Lola https://huggingface.co/docs/peft/conceptual_guides/lora
This concept guide provides a brief overview of LoRA , a technique that speeds up fine-tuning of large models while consuming less memory.
To make fine-tuning more efficient, LoRA uses a low-rank decomposition to represent weight updates in two smaller matrices (called update matrices). These new matrices can be trained to adapt to new data while keeping the total number of changes low. The original weight matrix remains frozen and will not receive any further adjustments. To produce the final result, the original and adjusted weights are combined.
This approach has many advantages:
- LoRA makes fine-tuning more efficient by drastically reducing the number of trainable parameters.
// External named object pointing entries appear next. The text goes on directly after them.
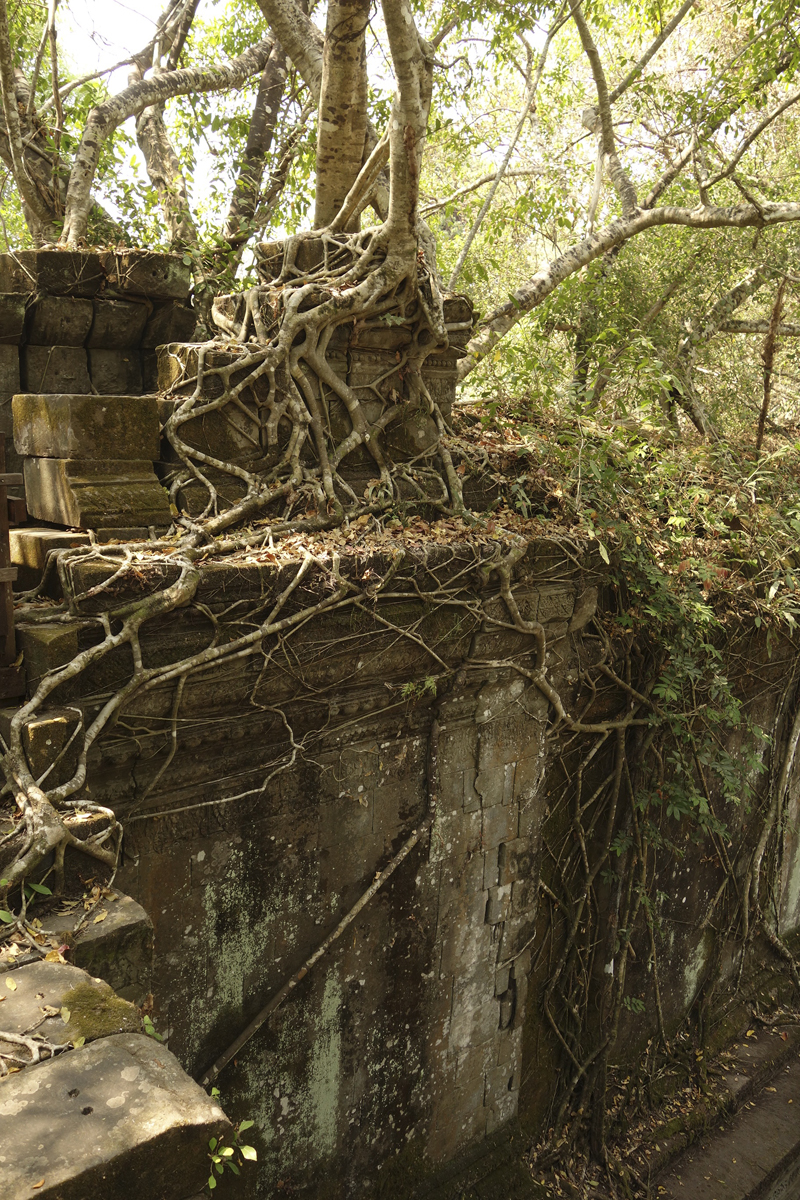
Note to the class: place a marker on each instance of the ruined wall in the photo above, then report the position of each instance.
(404, 1044)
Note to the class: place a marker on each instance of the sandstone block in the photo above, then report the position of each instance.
(30, 547)
(46, 648)
(56, 271)
(94, 427)
(54, 369)
(118, 949)
(79, 1007)
(516, 859)
(12, 317)
(116, 324)
(46, 737)
(58, 321)
(169, 322)
(119, 1119)
(146, 274)
(8, 370)
(115, 372)
(109, 495)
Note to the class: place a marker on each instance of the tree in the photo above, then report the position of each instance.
(625, 125)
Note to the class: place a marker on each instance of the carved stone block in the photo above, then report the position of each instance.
(97, 427)
(84, 495)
- The original pretrained weights remain frozen , which means you can have multiple lightweight and portable LoRA models for various downstream tasks built on top of it.
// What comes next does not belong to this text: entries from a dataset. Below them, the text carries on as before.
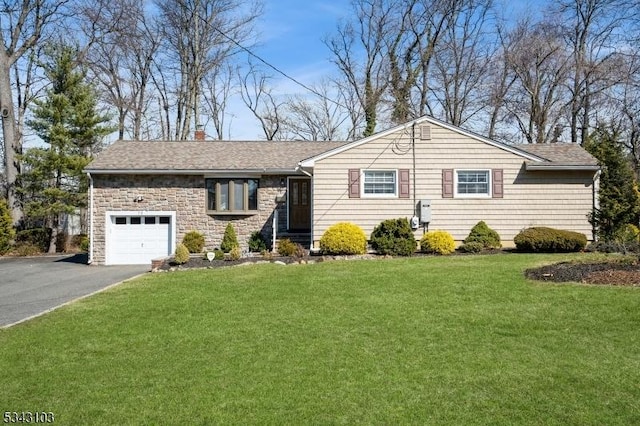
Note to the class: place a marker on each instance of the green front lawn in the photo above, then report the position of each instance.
(434, 340)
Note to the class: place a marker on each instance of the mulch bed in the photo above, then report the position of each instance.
(605, 273)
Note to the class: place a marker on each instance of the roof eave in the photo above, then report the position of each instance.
(310, 162)
(561, 167)
(226, 172)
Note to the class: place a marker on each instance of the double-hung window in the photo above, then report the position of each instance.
(473, 183)
(229, 196)
(380, 183)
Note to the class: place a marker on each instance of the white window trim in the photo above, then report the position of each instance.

- LoRA is orthogonal to, and can be combined with, many other parametrically valid methods. LoRA is orthogonal to many other parameter-efficient methods
- The performance of the model fine-tuned using LoRA is comparable to that of the fully fine-tuned model.
- LoRA does not add any inference latency because the adapter weights can be merged with the base model.
In principle, LoRA can be applied to any subset of the weight matrix in a neural network to reduce the number of trainable parameters. However, for simplicity and further parameter efficiency, in Transformer models, LoRA is usually only applied to the attention block. r
The number of trainable parameters in the LoRA model depends on the size of the low-rank update matrix, which is mainly determined by the rank and shape of the original weight matrix .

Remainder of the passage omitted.